Problem 6.207 — Nuclear Magnetic Resonance: Chemical Shift

Problem Statement

Solve the nuclear physics problem: Solve the magnetic field/force problem: Problem 6.207 — Nuclear Magnetic Resonance: Chemical Shift See problem statement for all given quantities. This problem applies fundamental physics principles to the scenario described. The solution requires identifying the relevant conservation laws and equat

Given Information

Nuclide symbol, atomic number $Z$, mass number $A$
Atomic masses or binding energy per nucleon as given
Half-life $t_{1/2}$ or decay constant $\lambda$ if applicable

Physical Concepts & Formulas

Nuclear binding energy is the energy required to completely disassemble a nucleus into its constituent protons and neutrons. It arises from the strong nuclear force and is related to the mass defect by Einstein’s $E = \Delta m c^2$: the nucleus weighs less than its parts. Radioactive decay follows first-order kinetics: $N(t) = N_0 e^{-\lambda t}$, with $\lambda = \ln 2/t_{1/2}$. Activity $A = \lambda N$ decreases exponentially. Nuclear reactions (fission, fusion) release energy when the products have higher binding energy per nucleon than the reactants.

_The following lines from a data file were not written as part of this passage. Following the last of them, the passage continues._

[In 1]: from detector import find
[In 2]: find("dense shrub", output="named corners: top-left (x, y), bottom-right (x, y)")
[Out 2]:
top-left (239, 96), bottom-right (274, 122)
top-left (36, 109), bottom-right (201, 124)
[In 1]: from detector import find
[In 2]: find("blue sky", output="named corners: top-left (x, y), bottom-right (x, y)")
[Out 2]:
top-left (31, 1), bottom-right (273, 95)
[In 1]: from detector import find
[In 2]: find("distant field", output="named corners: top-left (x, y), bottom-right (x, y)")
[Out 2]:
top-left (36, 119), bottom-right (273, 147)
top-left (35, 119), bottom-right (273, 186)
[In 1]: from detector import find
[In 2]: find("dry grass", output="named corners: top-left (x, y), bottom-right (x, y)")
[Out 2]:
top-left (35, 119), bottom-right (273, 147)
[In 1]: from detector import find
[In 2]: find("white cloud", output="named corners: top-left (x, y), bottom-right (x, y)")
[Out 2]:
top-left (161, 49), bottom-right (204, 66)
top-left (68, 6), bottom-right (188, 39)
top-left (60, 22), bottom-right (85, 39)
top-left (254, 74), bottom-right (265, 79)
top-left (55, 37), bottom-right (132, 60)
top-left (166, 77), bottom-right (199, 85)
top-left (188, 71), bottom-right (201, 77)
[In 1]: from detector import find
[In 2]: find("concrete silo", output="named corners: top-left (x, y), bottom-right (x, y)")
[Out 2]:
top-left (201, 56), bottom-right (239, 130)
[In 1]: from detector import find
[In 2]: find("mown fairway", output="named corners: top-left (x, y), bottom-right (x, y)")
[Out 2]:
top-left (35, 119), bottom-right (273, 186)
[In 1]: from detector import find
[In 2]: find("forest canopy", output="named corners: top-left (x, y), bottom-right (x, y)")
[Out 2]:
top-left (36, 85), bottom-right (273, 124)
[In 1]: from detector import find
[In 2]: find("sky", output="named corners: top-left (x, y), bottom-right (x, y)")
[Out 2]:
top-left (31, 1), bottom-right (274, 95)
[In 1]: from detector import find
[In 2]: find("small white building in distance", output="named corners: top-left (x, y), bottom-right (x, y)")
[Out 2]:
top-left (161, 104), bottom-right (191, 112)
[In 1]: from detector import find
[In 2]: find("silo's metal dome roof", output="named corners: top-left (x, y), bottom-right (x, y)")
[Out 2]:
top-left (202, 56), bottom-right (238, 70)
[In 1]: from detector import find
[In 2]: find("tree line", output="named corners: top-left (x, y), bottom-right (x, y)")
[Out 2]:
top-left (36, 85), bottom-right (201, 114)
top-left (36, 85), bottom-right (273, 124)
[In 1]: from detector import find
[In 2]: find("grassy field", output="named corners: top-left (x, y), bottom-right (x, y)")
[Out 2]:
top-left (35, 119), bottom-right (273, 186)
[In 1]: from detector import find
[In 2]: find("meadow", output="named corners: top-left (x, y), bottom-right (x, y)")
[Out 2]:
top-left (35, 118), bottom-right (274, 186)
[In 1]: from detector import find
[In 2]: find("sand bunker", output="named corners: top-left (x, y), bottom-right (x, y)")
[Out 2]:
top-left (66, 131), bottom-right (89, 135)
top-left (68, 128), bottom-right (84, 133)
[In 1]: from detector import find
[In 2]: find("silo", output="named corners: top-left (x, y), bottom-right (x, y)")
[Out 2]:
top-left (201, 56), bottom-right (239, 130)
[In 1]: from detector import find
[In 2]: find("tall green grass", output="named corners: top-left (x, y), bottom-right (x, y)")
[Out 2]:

$\Delta m = [Zm_p + Nm_n – M_{\text{nucleus}}]$ — mass defect
$BE = \Delta m c^2$ — binding energy
$N(t) = N_0 e^{-\lambda t}$ — radioactive decay law
$t_{1/2} = \ln 2/\lambda$ — half-life
$A(t) = \lambda N(t) = A_0 e^{-\lambda t}$ — activity
$Q = (m_{\text{reactants}} – m_{\text{products}})c^2$ — Q-value of reaction

Step-by-Step Solution

Step 1 — Compute mass defect:

$$\Delta m = Zm_p + Nm_n – M_{\text{nucleus}}$$

Step 2 — Binding energy:

$$BE = \Delta m c^2 = \Delta m \times 931.5\,\text{MeV/u}$$

Step 3 — For decay problems: $\lambda = \ln 2/t_{1/2}$, then $N(t) = N_0 e^{-\lambda t}$.

Worked Calculation

Substituting all values with units:

$^4_2$He: $Z=2$, $N=2$; $m_p = 1.00728\,\text{u}$, $m_n = 1.00867\,\text{u}$, $M_{\text{He}} = 4.00260\,\text{u}$

$$\Delta m = 2(1.00728)+2(1.00867)-4.00260 = 4.03190-4.00260 = 0.02930\,\text{u}$$

$$BE = 0.02930\times931.5 = 27.29\,\text{MeV}$$

$$BE/A = 27.29/4 = 6.82\,\text{MeV/nucleon}$$

Answer

$$\boxed{BE/A \approx 6.82\,\text{MeV/nucleon}\text{ (for }^4\text{He)}}$$

Physical Interpretation

Iron-56 has the highest binding energy per nucleon (~8.8 MeV) — it is the most stable nucleus. Elements lighter than Fe release energy by fusion; heavier elements by fission — which is why stars burn hydrogen and helium (fusion) and why uranium can sustain a chain reaction (fission). The 27.3 MeV released when four protons fuse to helium-4 in stars powers sunlight.